SoCal Edison to close coal-fired power plant amid pollution dispute
09:03:00 EST Dec 30, 2005

LAUGHLIN, Nev. (AP) - A large coal-fired power plant at the centre of a dispute several years ago will close at the end of the year rather than violate a court-ordered deadline to install an estimated $1.1 billion US in pollution-control measures.

Southern California Edison said Thursday the Mohave Generating Station near Laughlin will close. The plant has provided the utility with seven per cent of its electricity, but the company said its 13 million customers would not be immediately affected because of other power sources.

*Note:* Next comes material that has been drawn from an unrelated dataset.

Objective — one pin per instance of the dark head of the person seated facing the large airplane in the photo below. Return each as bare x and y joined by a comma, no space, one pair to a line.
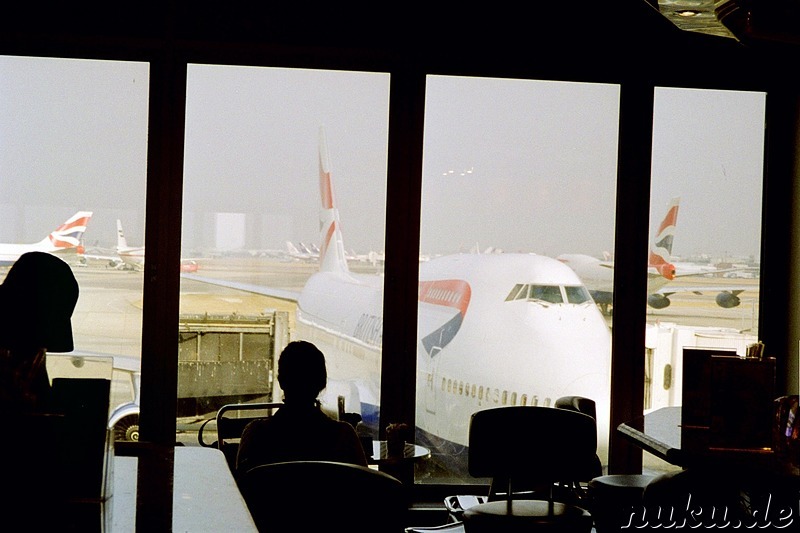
301,371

Under a 1999 consent decree won by environmental groups, the aging Mohave plant was required to upgrade its pollution controls or close by Jan. 1, 2006.

The groups had argued the 1,580-megawatt plant, about 160 kilometres south of Las Vegas, had repeatedly violated the Clean Air Act, contributing to haze at the Grand Canyon.

The utility, the plant's majority owner and operator, had hoped to keep it open as natural gas prices have continued to rise.

In a filing with the California Public Utilities Commission, Edison said it plans to continue negotiations aimed at keeping the plant open but expects to close it for at least a few months. The environmental groups have said they would not agree to a deadline extension.

The plant is the only customer of the nearby Black Mesa mine, which provides about 160 jobs to members of the Navajo Nation. The mine, run by Peabody Energy Corp., will likely be forced to close.

"It was the environmental groups that helped bring this about - for altruistic reasons, of course - but the result is that a lot of breadwinners are going to be out of work," said George Hardeen, a spokesman for the Navajo Nation.

Environmentalists said they sympathized with the tribes, but argued Edison had plenty of time to fix the plant's pollution problems.

Edison should invest in renewable energy sources on tribal land, which would benefit the people "who have been exploited all of these years by the greater metropolitan centers of the West," said Roger Clark, director of the Grand Canyon Trust's air and energy program.